Sat, Sep 15, 2012, 01:00

   

The pro-Democrat disposition of the Irish skews our view of the presidential campaign

EARLIER THIS year, to illustrate his argument that RTÉ had a liberal bias, Minister for Transport Leo Varadkar cited an interview he had heard about the US presidential election in which, he said, no effort had been made to understand or explain the Republican Party’s point of view.

The Minister chose a bad example. Distorted coverage of US elections by Irish media is not confined to RTÉ and derives from the general pro-Democrat disposition of the Irish, and Irish media in particular, rather than any institutional liberal bias.

Since president John F Kennedy’s visit half a century ago the Irish have lost the capacity to be detached about US presidents. Kennedy was one of our own and an icon even before his untimely death gave him iconic status.

We were understandably cooler on Lyndon B Johnson and downright antagonistic towards Richard Nixon. Ronald Reagan’s Ballyporeen ancestry could not insulate him against our innate antipathy to US Republicanism.

Our Irish-American cousins may have abandoned their traditional allegiances in droves to join the throngs of Reagan Democrats but his Latin American policies in particular made him a bête noire for even the mainstream Irish media.

Bill Clinton’s efforts for our peace and his eloquence on visits here recharged the Irish affections for Democratic presidents.

We, like most, had been nonplussed by George Bush snr and were to be confirmed in our anti-Republican outlook by the actions and personality of George W Bush. So distorted was the mainstream Irish view of the 2004 election that there was was palpable shock on this island the day after Bush jnr was re-elected. We just couldn’t understand how Americans could do it.

Now we are struggling with the realisation that Obama could fall. In these parts there was a failure to see how much he owed his victory to the economic crisis. We were wrapped up in the iconic moment of the United States electing a black man to the presidency for the first time and a young one at that, with oratorical skills and an aura at least matching that of Kennedy.

In the 2008 US presidential election it was not Obama’s colour what done it, it was the economy, stupid: it almost always is.
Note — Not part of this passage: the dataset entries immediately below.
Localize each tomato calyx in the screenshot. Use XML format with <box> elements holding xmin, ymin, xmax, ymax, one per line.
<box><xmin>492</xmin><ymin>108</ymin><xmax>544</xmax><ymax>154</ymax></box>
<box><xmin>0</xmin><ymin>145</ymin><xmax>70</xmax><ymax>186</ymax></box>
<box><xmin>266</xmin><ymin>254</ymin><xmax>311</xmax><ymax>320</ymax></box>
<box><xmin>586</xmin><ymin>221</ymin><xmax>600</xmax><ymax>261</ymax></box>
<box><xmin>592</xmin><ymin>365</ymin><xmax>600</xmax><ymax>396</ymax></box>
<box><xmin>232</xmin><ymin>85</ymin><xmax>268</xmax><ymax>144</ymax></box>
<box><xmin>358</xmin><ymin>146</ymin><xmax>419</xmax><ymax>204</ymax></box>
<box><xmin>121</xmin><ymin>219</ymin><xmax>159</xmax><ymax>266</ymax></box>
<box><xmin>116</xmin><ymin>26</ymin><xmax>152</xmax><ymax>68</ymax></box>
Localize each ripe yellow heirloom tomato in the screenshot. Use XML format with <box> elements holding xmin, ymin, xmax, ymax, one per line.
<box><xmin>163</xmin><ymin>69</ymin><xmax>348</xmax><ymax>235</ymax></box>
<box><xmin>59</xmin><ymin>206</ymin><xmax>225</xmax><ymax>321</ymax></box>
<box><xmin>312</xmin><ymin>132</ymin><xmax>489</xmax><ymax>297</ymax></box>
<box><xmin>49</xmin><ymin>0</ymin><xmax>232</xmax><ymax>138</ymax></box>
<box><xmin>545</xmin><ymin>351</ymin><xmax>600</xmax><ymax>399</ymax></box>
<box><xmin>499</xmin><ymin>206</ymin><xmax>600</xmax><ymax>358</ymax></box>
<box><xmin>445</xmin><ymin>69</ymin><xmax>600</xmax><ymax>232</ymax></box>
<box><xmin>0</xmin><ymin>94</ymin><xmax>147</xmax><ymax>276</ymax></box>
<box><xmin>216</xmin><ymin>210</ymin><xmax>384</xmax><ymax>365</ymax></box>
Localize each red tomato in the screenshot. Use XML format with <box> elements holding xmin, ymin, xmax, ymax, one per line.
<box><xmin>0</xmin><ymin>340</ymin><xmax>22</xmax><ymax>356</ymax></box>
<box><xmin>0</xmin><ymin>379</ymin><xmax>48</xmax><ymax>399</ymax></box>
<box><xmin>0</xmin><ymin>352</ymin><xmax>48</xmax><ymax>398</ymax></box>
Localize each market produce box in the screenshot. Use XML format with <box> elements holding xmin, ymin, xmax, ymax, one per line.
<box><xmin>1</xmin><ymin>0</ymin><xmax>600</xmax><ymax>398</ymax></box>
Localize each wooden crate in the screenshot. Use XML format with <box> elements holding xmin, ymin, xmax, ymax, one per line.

The economic crisis was the making of Obama’s victory in 2008 and it is the fact that the economic crisis endures that may be his undoing in 2012.

John McCain, in so many ways a more able and experienced politician than Obama, lost in 2008 because he was encumbered by the Bush economic legacy and by his own failure to appreciate the implications of the Lehman Brothers collapse.

As the Republican candidate this time around, Mitt Romney carries some of the burdens of the Bush economic legacy, but less so, and he is better able to position himself as an economic manager than McCain was.

Obama’s difficulty was tackled best by Clinton in his 50-minute address to the Democratic National Convention. Obama, he said, had inherited a mess and had stopped things getting worse, and the US was better off than it was four years ago.